This article on the T. S. Eliot Prize was first published on the Poetry Book Society website in 2004.

Don Paterson was named the winner of the 11th T. S. Eliot Prize for Poetry at an award ceremony held at Lancaster House in London on Monday 19 January. He was presented with a cheque for £10,000 by Mrs Valerie Eliot, who has supported the Prize since its inception in 1993. The ceremony was hosted by Estelle Morris, Minister for the Arts.
Paterson’s book, Landing Light (Faber & Faber, 2003), was judged to be the best collection of new poetry published in the UK and Ireland in 2003 by a panel of poets comprising George Szirtes (Chair), David Harsent and Mimi Khalvati.

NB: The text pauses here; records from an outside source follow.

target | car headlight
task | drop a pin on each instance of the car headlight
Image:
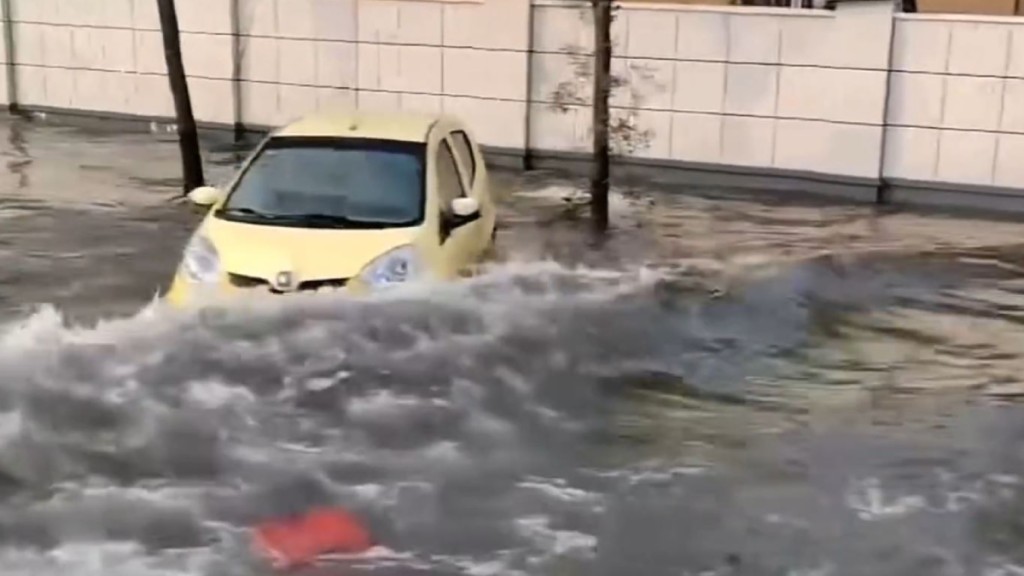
(393, 266)
(201, 262)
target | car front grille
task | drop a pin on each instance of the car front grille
(242, 281)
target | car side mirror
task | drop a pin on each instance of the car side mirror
(461, 212)
(465, 207)
(204, 196)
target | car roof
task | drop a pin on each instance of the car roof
(403, 126)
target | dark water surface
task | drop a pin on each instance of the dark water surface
(728, 386)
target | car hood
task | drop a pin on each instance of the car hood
(262, 251)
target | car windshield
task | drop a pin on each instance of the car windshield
(332, 181)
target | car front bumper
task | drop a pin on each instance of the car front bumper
(184, 293)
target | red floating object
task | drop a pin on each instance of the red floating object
(292, 542)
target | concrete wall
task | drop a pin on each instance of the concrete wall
(708, 86)
(956, 104)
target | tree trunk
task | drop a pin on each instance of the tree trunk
(601, 115)
(192, 161)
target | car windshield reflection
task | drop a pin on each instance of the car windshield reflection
(331, 182)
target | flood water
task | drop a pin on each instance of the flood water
(729, 385)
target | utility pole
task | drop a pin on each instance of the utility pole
(192, 161)
(601, 115)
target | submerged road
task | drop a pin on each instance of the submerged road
(731, 384)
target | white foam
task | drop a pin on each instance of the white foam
(555, 542)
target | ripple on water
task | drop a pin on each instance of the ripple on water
(495, 427)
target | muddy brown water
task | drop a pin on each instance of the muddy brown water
(730, 384)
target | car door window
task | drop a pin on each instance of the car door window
(462, 148)
(449, 181)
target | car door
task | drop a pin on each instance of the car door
(458, 246)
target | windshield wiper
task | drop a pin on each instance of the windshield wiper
(333, 220)
(247, 212)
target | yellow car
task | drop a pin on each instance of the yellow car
(347, 200)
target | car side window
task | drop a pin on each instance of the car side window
(462, 147)
(449, 181)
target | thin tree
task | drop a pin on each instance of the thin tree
(192, 161)
(600, 170)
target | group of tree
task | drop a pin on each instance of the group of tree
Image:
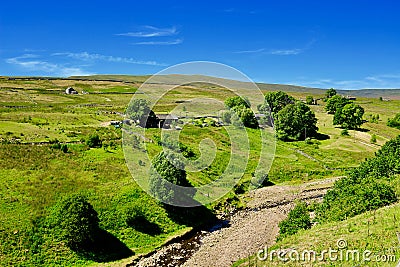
(346, 114)
(239, 112)
(168, 182)
(395, 122)
(139, 111)
(293, 119)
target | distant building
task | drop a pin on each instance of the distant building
(71, 91)
(165, 120)
(351, 97)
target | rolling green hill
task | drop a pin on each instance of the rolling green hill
(35, 114)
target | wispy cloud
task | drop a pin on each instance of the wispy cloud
(32, 62)
(278, 52)
(172, 42)
(151, 31)
(383, 81)
(250, 51)
(98, 57)
(285, 52)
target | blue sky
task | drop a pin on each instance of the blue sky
(340, 44)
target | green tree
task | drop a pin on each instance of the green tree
(168, 170)
(309, 100)
(336, 102)
(298, 218)
(395, 122)
(295, 122)
(373, 139)
(241, 107)
(247, 116)
(139, 111)
(236, 101)
(275, 101)
(77, 221)
(330, 93)
(349, 117)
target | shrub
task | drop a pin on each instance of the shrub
(395, 122)
(344, 132)
(64, 148)
(166, 171)
(76, 220)
(296, 122)
(94, 141)
(373, 139)
(309, 100)
(298, 218)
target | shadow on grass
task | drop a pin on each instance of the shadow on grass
(141, 224)
(321, 136)
(104, 248)
(196, 217)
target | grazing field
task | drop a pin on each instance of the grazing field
(36, 115)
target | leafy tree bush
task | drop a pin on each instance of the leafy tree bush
(241, 108)
(298, 218)
(235, 101)
(373, 139)
(247, 117)
(395, 122)
(226, 117)
(94, 141)
(296, 122)
(351, 196)
(139, 111)
(349, 117)
(336, 102)
(344, 132)
(275, 101)
(64, 148)
(309, 100)
(168, 168)
(330, 93)
(76, 220)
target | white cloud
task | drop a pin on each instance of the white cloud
(250, 51)
(173, 42)
(151, 31)
(286, 52)
(98, 57)
(383, 81)
(32, 62)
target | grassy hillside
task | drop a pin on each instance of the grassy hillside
(34, 113)
(375, 231)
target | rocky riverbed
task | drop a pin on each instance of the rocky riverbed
(240, 234)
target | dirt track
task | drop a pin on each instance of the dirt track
(248, 231)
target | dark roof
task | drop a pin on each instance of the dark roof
(167, 117)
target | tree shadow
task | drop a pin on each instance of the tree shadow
(321, 136)
(142, 224)
(196, 217)
(104, 247)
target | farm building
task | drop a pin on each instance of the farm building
(165, 120)
(71, 91)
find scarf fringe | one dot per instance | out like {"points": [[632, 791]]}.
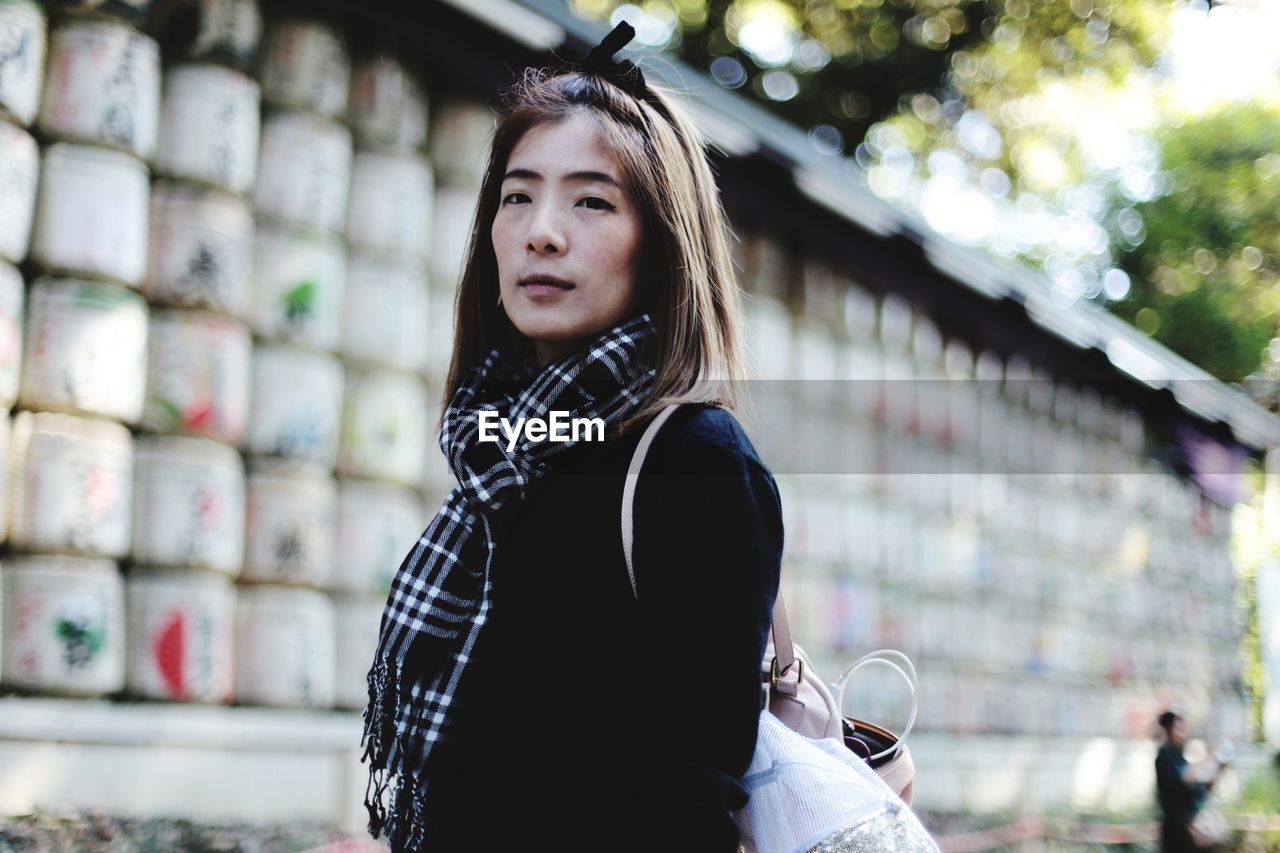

The Prize is awarded by the Poetry Book Society. T. S. Eliot was a founder member of the Poetry Book Society in 1953. Previous winners include Les Murray, Ted Hughes and Alice Oswald – and Don Paterson himself in 1997 with God’s Gift to Women (Faber & Faber). He is the first poet to win the T. S. Eliot Prize twice.
Landing Light is Don Paterson’s most accomplished and spiritual collection to date. Chair of the Judges, George Szirtes, commented:
Don Paterson offers what Eliot demanded: complexity and intensity of emotion, an intuitive understanding of tradition and what it makes possible, and, at the same time, a freshness that is like clear spring water. His work is superbly authoritative, deeply felt, playful and properly ambitious.
Don Paterson was born in Dundee in 1963, and works as a writer, editor and musician. He has also written drama for the stage and for radio, and worked as a reviewer and columnist for several national newspapers. As a jazz guitarist, he works solo and with the ensemble Lammas, with whom he has recorded five albums.
This article has been republished to provide a fuller picture of the T. S. Eliot Prize history. The Poetry Book Society ran the T. S. Eliot Prize until 2016, when the T. S. Eliot Foundation took over the Prize, the estate having supported it since its inception.